#335: Soundgarden, "Superunknown" (1994)
In the beginning, sound was all there was. Before the word, a mouth. Before the gardeners, a garden.
There was a thought, and the thought had a song, and the song was growing: stir-scrabble-shudder-slink-climb-out-upward-sink-shudder-quake-burrow-slow. A soft begin. A creeping go.
Now the earth has no ears, except those canals that worms carve, so before worms the dirt heard nothing, and knew nothing of the song. The trees have no ears, except for those holes that beetles make, or woodpeckers bore, so without bugs and birds an aspen heard nothing of its own quaking.
The ocean’s ears it cast up from itself.
The north wind has ears, of course, little knots where it ties the trunks of pines, but the wind’s story is many seasons in the telling—it has no time for secrets other than its own.
Listening was born slowly.
But oh, we humans liked it.
Music was the earliest form of storytelling. In fact, we told our very first stories to our mothers with our heartbeats. What they heard from us enchanted them, and they carried our little rhythms with them wherever they went, sometimes exclaiming, sometimes urging others to listen, to hear with their palms, their seashell ears, our overtures. Our Movement Is.
Later, we made instruments outside of our bodies. Whatever else we’ve done, we taught the stones to speak; we turned trees into their own tongues, stroked the stretched skin of our animal brethren until the voice of the dead thundered among us.
When the wind sawed through our teeth we heard it whisper—but through a whittled flute, we heard our own souls clearly for the first time. They were so beautiful, caves relaxed into tunnels. Swamps eased to rivers. Lakes leapt in joyful hives of steam.
That’s probably why we’re in this mess, if I’m honest. We fell in love with the sound of ourselves, and we never looked back.
Forgive me father, for I have sinned—last week I listened to Vance Joy’s “Georgia” thirty-six times on Monday alone. Work was terrible and lobotomies are a rather permanent coping strategy when you’re twenty-six and still nominally charming to non-relatives.
On Tuesday, I blared Japanese theme songs in my headphones for three straight hours and then blamed my headache on a lack of sleep. Yes, I’m aware gluttony is one of the seven deadlies. No, I do not think turning the volume down would make much of a difference in the long run.
Wednesday was a hard day. Morning and afternoon passed in a haze of horror, while I sorted image after image out of a manuscript at work. My employers publish criminal justice textbooks—their authors have a fortitude I lack, fearlessly engaging those subjects at which I can hardly bear to glance.

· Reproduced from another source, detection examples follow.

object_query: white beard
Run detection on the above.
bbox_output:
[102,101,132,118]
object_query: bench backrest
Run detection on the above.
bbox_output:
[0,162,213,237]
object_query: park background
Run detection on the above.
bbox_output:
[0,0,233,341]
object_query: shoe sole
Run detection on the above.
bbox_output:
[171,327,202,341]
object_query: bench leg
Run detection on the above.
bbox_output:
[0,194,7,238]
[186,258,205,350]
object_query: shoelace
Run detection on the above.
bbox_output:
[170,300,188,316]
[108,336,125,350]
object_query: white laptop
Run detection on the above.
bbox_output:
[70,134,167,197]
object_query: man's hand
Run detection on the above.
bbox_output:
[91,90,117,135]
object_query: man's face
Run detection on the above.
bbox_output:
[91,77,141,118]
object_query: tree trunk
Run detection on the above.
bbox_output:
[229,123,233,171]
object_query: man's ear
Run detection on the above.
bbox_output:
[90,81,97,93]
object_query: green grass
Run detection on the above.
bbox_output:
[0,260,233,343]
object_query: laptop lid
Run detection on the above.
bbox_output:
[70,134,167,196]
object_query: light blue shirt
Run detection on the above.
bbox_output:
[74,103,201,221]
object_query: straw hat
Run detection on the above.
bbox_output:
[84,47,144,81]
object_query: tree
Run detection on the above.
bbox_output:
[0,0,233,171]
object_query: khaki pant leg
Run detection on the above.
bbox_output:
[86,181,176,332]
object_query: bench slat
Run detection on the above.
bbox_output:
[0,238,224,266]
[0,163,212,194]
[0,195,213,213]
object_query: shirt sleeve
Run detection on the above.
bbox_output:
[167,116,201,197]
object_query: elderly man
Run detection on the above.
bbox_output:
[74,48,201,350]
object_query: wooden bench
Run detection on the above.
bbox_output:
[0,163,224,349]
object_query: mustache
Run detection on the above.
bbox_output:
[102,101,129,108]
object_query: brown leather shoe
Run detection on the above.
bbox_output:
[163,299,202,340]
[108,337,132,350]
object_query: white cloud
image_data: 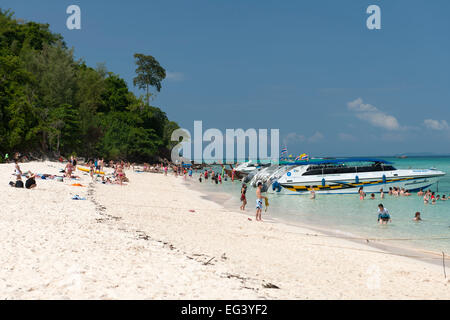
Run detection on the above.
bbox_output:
[166,71,185,81]
[347,98,401,130]
[423,119,449,130]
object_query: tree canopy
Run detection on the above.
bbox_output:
[0,9,178,161]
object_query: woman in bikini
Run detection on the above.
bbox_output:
[116,163,125,185]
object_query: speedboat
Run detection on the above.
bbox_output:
[275,158,445,194]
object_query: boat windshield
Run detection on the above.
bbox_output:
[303,162,396,176]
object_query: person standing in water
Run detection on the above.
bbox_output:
[240,183,247,211]
[358,187,366,200]
[256,181,266,221]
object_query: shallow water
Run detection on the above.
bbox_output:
[192,157,450,253]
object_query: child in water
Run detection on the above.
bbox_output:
[378,203,392,224]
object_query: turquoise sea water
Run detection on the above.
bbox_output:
[193,157,450,254]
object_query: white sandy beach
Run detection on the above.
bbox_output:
[0,162,450,299]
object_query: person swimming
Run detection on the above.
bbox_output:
[309,188,316,199]
[413,212,422,221]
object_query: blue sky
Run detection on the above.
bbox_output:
[0,0,450,156]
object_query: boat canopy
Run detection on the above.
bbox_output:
[285,158,393,166]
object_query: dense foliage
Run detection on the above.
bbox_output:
[0,9,178,161]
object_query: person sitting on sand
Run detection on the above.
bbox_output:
[378,203,391,224]
[256,181,266,221]
[25,171,37,189]
[240,183,247,210]
[413,212,422,221]
[14,159,23,188]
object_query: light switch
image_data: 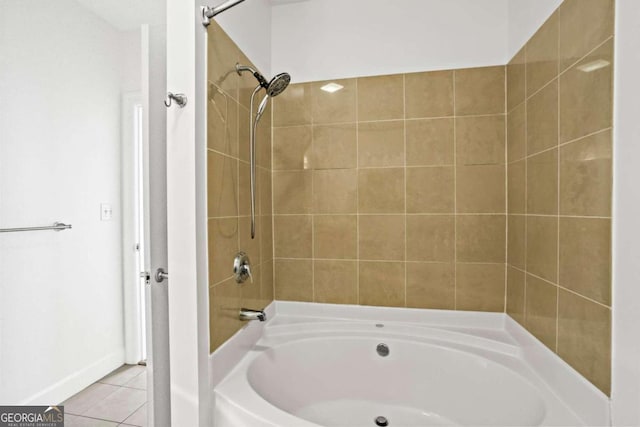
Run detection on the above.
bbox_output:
[100,203,113,221]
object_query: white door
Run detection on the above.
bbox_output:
[141,22,171,427]
[167,0,213,427]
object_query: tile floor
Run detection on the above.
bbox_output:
[62,365,147,427]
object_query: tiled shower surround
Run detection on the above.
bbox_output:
[507,0,614,393]
[273,66,506,311]
[207,22,273,351]
[209,0,613,400]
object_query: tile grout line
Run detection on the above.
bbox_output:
[402,74,408,307]
[276,112,504,129]
[309,95,316,302]
[503,65,509,314]
[554,19,560,353]
[524,33,613,103]
[510,126,613,163]
[452,70,458,310]
[522,42,529,330]
[512,266,611,310]
[269,99,279,301]
[355,79,360,305]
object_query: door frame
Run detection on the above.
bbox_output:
[121,90,149,365]
[167,0,213,427]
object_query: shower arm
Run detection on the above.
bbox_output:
[249,85,262,239]
[202,0,244,27]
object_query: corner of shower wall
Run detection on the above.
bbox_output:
[207,21,273,352]
[507,0,614,394]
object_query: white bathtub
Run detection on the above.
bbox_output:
[212,302,609,427]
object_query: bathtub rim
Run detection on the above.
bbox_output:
[209,301,611,426]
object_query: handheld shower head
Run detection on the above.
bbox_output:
[236,64,291,98]
[266,73,291,98]
[236,64,291,239]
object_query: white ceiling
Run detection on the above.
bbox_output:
[76,0,164,31]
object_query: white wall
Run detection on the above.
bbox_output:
[612,0,640,426]
[272,0,509,82]
[507,0,563,61]
[0,0,134,404]
[215,0,272,75]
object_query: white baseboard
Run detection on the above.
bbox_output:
[19,348,124,405]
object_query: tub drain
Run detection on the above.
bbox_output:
[376,343,389,358]
[375,415,389,427]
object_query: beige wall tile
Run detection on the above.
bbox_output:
[456,263,505,312]
[559,218,611,305]
[273,171,312,214]
[507,160,527,214]
[455,66,506,116]
[260,261,273,307]
[208,218,238,285]
[525,275,558,351]
[358,120,404,167]
[456,115,505,165]
[406,262,455,310]
[358,168,404,213]
[507,103,527,162]
[358,261,405,307]
[207,82,239,157]
[209,279,244,353]
[238,105,251,163]
[406,166,455,213]
[311,123,358,170]
[273,126,312,170]
[258,104,273,169]
[238,51,260,109]
[407,215,455,262]
[560,131,613,216]
[560,38,613,142]
[506,267,525,326]
[507,215,526,270]
[207,151,238,218]
[526,216,558,283]
[405,70,453,118]
[507,46,527,111]
[456,165,506,213]
[358,215,405,261]
[558,289,611,395]
[313,215,358,259]
[275,259,313,302]
[358,74,404,121]
[258,167,273,216]
[456,215,506,263]
[527,80,558,155]
[273,83,311,126]
[257,216,273,262]
[527,11,559,96]
[313,169,358,214]
[311,79,357,124]
[560,0,614,71]
[207,23,240,100]
[238,162,255,219]
[273,215,312,258]
[405,119,454,166]
[313,260,358,304]
[527,149,558,215]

There is a grimness to the slump of a body bag that suggests there will be no victory over the grave. I sat, poring over the broken teeth of a bombed-out bus, the ache of a shattered elementary school window, until Tchaikovsky wrestled me from my chair. In the bathroom, I hunched at the sink and felt the spines of a million feathers needle into my flesh. I don’t care what the DJ calls it—Swan Lake is never “easy listening.” In fact, that whole term is misguided. Listening is hard.
On Thursday I wrote an essay about music. It wasn’t a very good essay—I’m not much of a musician—but if Eudora Welty is right, and the voice that speaks in your head when you read is really the voice of the story, then writing is a kind of listening, sure as anything. Maybe that’s why writing about writing is so difficult; it’s a way of eavesdropping on the eavesdropper: reflexive, chaotic, and generally fruitless.
More often, we’re better off listening to the stories the world is trying to tell us. The ones that stick, like little bits of pop tunes, hanging around our brains. When we concentrate on those stories, whether it’s to hear the reader-voice, or just to catch the last notes of that sweet, lingering tune, something amazing happens. We shut the hell up for a minute, and remember that we’re part of a story.
I’m not going to lie—this is a fucked up time we live in, and a fucked up time we leave behind. Stories of transformation are so often plagued by tragedy or violence—not every curse is lifted; not all who suffer are freed. But our story—the song of humanity—doesn’t end in darkness. I was resting in the garden when the north wind told me so.